Tuesday, October 23, 2012

Can't Choose Your Parents


Over the weekend I was introduced to the TexasMonthly Magazine. I loved it! It is about all things Texas, so I am trying to read up!  Although, Georgia is still on my mind J

Thursday, November 1st Cover

One article that I read has absolutely resonated with me. The Innocent Man Part I is about a Texas man wrongly incarcerated for the murder of his wife. He spent 25 years behind bars and lost everything, because he grieved differently than expected and became a target for the local police.

This article got me thinking about my own parents. The choices they made, some good, some bad. My mother made countless sacrifices to raise my brother and I on her own. Never, remarking about my father's poor choices. I know it is a stretch to think about a man who suffered losing his family and his freedom, but somehow, it fits. 

I was without my dad for close to 16 years of my life.  I don’t have many happy childhood memories of him.  We have a great relationship now.  Did he love me when I was growing up?  Honestly, I can’t answer that, I don’t know.  He had other things in his life that were more important back then.  Does he love me now?  Absolutely, without a doubt.  Would I trade that absence from him?  Sure, I would want to erase the pain and hardship my mom endured, but the choices that my dad made almost 20 year ago helped make me who I am today.  God had a plan.  I don’t understand why.  Will I ever be able to write about my childhood completely?  I don’t know.  I can tell you this, my parents’ choices affect me daily.  I am so thankful for my mom.  I don’t have the words to express how much she means to me.  I am also thankful that my kids will know my dad as their Papa. 

Those of you that are already parents, remember that all of your choices affect your kids.  All of them.  Unfortunately, they are the ones that end up with a pretty raw deal when things head south.  Just always be open and honest with them and love them more than your own selfish desires.  I am definitely not mom of the year, far from it.  I am sure there will be lots of times that my kids will hate my decisions.  I just pray that I can be like my mom and do the very best that I can for them.  That is all that I can do. 
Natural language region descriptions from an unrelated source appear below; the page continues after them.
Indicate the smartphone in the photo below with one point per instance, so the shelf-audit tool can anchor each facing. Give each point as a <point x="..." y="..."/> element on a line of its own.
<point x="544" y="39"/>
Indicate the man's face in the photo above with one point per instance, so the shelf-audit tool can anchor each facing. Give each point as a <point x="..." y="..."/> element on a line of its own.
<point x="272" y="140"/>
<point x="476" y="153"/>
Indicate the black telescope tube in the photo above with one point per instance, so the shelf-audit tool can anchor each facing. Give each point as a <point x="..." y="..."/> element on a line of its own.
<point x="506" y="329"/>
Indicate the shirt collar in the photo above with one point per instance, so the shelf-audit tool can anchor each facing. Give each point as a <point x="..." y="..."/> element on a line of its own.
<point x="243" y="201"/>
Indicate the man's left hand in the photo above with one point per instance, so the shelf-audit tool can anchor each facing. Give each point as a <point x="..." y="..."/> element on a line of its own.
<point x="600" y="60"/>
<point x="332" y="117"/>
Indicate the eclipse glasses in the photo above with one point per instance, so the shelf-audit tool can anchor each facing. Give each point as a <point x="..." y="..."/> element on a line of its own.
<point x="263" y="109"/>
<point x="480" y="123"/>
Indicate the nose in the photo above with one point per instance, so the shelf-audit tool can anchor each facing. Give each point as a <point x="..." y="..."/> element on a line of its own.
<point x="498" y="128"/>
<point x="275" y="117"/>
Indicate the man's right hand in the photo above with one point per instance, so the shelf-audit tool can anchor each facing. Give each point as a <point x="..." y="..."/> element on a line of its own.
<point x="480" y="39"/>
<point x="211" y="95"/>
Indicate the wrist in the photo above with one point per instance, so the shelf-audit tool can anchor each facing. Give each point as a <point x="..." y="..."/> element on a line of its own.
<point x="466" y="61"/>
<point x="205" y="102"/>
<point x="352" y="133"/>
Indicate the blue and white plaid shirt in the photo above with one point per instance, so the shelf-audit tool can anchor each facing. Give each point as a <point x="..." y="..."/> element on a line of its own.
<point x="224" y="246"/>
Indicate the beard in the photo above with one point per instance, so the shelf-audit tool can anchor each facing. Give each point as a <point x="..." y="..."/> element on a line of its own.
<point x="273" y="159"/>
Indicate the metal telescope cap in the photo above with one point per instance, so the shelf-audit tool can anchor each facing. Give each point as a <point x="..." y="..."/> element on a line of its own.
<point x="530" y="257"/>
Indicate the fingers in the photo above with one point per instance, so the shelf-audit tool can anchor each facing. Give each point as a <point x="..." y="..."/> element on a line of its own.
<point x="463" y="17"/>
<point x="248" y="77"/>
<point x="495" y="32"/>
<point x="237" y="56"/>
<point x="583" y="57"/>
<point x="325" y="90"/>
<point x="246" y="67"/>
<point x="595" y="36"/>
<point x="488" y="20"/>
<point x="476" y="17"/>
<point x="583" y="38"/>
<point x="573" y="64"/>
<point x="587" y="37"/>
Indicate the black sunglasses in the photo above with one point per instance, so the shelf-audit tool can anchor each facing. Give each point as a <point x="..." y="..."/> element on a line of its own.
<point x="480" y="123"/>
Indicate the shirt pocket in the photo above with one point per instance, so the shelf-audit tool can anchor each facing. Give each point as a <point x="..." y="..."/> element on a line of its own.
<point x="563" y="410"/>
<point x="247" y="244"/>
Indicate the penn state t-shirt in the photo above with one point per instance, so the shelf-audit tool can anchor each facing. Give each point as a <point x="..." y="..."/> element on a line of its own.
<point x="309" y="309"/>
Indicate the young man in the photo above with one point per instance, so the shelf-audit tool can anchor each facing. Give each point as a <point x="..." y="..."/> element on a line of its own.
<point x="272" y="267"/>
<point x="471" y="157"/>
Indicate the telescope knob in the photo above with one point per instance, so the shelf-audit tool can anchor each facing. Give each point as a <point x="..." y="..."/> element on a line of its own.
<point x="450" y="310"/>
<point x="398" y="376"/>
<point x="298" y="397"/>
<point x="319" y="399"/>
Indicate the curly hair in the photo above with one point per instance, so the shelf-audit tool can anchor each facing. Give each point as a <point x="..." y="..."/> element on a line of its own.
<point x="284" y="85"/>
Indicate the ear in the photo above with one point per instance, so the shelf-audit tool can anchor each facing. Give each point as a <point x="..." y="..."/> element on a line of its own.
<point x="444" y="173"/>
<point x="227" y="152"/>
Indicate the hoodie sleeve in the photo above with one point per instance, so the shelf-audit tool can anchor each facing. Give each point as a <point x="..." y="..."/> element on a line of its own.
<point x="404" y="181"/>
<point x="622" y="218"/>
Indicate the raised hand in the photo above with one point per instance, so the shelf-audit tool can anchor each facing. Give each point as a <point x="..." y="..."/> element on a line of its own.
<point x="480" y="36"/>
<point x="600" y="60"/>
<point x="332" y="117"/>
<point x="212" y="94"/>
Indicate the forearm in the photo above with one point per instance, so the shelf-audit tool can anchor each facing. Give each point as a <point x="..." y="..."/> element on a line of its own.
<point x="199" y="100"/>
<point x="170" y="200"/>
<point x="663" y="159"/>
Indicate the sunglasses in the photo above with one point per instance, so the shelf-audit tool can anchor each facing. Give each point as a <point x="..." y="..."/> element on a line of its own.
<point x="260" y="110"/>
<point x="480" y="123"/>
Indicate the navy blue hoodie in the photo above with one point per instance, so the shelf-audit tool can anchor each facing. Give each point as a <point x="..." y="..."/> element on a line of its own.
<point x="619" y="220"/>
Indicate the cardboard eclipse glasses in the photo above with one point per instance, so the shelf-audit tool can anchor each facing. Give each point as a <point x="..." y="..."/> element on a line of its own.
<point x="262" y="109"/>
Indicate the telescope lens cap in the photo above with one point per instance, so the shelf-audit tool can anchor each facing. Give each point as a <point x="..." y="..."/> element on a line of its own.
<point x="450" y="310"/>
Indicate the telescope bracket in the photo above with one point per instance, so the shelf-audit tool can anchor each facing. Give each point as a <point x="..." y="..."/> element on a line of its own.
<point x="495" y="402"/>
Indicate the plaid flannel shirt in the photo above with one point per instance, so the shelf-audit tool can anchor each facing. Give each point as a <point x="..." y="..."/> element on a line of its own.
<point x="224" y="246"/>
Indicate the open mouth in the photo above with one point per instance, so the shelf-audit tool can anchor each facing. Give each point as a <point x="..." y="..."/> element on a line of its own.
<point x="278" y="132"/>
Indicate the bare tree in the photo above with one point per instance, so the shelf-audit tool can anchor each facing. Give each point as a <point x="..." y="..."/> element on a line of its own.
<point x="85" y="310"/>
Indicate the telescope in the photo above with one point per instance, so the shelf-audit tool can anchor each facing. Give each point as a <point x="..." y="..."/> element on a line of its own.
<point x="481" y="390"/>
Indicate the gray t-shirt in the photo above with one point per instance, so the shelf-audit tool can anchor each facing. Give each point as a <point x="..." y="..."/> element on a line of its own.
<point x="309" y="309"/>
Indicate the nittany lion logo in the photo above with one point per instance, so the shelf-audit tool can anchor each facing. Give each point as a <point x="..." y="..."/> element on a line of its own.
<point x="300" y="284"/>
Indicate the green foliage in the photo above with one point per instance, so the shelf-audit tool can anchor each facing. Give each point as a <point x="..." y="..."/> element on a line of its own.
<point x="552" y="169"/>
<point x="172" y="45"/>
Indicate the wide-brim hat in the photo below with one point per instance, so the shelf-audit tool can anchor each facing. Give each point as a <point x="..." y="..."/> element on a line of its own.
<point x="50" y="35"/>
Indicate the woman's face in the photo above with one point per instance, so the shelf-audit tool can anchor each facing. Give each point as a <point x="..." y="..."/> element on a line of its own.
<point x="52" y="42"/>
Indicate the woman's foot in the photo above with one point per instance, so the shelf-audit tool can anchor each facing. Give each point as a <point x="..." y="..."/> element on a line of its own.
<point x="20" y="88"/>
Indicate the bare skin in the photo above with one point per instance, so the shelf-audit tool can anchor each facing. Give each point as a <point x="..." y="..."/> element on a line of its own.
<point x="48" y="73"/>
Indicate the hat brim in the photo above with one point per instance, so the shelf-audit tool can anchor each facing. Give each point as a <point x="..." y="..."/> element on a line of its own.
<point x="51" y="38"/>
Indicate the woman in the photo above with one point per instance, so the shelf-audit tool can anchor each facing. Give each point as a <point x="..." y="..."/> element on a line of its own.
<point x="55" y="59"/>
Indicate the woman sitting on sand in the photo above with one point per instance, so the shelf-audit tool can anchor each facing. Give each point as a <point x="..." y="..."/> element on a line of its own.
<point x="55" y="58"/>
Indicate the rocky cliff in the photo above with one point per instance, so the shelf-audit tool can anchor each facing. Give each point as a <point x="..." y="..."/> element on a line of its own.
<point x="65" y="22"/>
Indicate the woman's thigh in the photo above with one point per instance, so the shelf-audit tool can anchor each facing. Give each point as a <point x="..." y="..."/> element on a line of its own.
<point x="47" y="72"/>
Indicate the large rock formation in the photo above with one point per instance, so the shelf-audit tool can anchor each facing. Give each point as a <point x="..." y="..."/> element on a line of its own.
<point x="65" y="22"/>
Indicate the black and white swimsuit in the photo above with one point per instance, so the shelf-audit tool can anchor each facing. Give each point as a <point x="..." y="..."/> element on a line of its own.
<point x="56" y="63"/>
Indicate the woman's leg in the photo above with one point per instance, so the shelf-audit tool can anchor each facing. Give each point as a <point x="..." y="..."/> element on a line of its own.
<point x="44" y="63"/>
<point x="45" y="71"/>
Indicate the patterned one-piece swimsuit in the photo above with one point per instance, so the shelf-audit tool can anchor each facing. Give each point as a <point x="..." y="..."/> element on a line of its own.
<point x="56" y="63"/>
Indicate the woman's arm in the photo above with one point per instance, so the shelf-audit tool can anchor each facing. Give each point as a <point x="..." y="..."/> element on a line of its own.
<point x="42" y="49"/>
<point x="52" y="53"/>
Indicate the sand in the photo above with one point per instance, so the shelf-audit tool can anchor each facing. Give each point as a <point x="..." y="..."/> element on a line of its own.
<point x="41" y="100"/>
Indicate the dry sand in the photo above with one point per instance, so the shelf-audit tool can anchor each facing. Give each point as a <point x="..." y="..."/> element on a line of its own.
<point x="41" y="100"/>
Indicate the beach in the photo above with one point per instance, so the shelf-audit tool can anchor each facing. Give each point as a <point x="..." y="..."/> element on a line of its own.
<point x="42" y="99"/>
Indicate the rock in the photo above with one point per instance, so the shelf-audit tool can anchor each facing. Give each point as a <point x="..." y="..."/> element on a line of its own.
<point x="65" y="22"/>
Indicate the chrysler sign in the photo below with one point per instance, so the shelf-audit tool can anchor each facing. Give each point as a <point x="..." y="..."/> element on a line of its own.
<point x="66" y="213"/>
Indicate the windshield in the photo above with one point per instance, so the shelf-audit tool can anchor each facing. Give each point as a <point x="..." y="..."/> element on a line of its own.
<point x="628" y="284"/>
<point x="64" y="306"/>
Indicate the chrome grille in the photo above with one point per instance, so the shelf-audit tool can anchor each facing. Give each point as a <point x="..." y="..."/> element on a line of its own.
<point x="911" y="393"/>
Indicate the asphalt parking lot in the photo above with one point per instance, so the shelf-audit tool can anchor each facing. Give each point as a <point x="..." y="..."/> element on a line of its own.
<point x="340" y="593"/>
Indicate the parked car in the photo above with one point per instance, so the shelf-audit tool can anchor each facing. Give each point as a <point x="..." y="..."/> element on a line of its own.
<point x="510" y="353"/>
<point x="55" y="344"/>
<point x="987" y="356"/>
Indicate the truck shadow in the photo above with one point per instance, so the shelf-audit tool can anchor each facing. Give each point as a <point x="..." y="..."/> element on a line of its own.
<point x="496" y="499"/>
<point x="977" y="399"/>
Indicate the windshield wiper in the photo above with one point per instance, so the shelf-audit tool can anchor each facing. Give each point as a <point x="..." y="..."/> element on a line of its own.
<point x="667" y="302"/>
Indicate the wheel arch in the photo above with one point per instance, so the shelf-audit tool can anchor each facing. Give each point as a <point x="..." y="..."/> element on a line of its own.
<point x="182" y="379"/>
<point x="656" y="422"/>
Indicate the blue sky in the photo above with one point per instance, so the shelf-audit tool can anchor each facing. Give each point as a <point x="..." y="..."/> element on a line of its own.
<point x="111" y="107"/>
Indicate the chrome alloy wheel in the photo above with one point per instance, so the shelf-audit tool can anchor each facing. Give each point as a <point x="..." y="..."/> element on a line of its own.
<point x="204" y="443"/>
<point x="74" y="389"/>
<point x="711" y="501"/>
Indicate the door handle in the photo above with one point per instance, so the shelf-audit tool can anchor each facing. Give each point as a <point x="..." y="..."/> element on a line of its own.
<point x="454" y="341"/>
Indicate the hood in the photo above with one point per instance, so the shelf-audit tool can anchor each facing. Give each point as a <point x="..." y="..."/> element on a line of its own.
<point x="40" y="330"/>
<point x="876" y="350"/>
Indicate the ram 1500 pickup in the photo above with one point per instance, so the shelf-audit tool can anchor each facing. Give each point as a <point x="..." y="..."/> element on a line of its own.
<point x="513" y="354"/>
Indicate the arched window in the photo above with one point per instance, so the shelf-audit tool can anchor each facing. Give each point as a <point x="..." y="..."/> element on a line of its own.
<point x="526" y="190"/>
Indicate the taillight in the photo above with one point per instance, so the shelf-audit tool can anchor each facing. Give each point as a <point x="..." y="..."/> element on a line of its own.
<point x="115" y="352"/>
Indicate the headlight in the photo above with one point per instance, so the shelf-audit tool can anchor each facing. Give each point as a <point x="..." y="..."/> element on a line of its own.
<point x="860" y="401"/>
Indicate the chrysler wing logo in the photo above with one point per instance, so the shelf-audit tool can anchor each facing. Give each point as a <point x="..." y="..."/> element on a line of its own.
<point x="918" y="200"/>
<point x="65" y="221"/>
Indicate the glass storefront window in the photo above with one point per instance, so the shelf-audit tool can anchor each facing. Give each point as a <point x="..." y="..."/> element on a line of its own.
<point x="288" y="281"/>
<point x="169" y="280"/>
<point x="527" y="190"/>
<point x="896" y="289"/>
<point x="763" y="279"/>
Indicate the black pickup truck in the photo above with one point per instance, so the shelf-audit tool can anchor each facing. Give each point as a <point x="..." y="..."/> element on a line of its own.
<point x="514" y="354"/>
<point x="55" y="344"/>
Isn’t it funny how an article, a song, or even a simple statement can pierce your heart?  Who would have thought?!  Check out the TexasMonthly magazine, you won’t be disappointed.  Part II of The Innocent comes out next month.  I am going to be a regular subscriber.      

Sunday, October 21, 2012

I have left my Comfort Zone

Stream of Consciousness Sunday!  Brought to you by Jana's Thinking Place

 

Today’s (totally optional) prompt:

What have you done recently or would like to do that’s outside your comfort zone?

 
 
 
 
 
I feel like I have been out of my comfort zone since June.  I am really tired of feeling this way.  I am tired of thinking about our move and I am really tired of not being settled.  This is out of my comfort zone. I like to think of myself as pretty easy going and laid back...
 
Maybe, I am not, maybe this is the real me?!  Now, I guess that would be even more out of my comfort zone lol!  I guess the real feeling right now is not knowing which way is up!
 
I have never been good at directions.  I even taught Geography for two years, guess that is why they let me teach History after that :-)  I am out of my comfort zone by not knowing simple things like which highway to get on to get back home when I am lost.  I know, I know, I have a GPS, but the constant "rerouting" message really gets on my nerves!  When we lived in Atlanta, all I had to do was drive around until I hit 75 or even 85.  Eventually, I would make it home!  LOL!
 
Ok, that is it, my time is up!  5 minutes did not go by fast enough for me this time!  LOL!
 
 
 
Make sure to visit Jana for the rules!  Join in on the fun!!
 


Monday, October 1, 2012

Pinterest Inspired Mail

So I am completely addicted to Pinterest... no I am not crafty at all, I have a gazillion "pins" but no products or success stories to my name... until today.

I have had a very special friend on my mind for quite some time.  She has been an inspiration to me as a Christian, wife, mother, and friend.  She is now battling cancer.  I hate it so much.  It is hard to wrap my brain around how someone who does and has done so much good can be in the fight for her life....  Unfortunately, we all have a person just like this in our lives... someone who we think the world of, but are facing a beast like cancer. 

I first found the picture on pinterest and then followed the link to figure out how to make my own Box of Sunshine.  When I first saw the picture, I thought, "Cute" "Fun", "Surely, even the likes of me can make this!"  I did it, well, my 7 and 4 year old helped me, but that made it just that more special



We really had a blast making it.  We just stayed with our theme of yellow :-)  I really hope it will brighten our special friend's day when she receives her very on Box of Sunshine!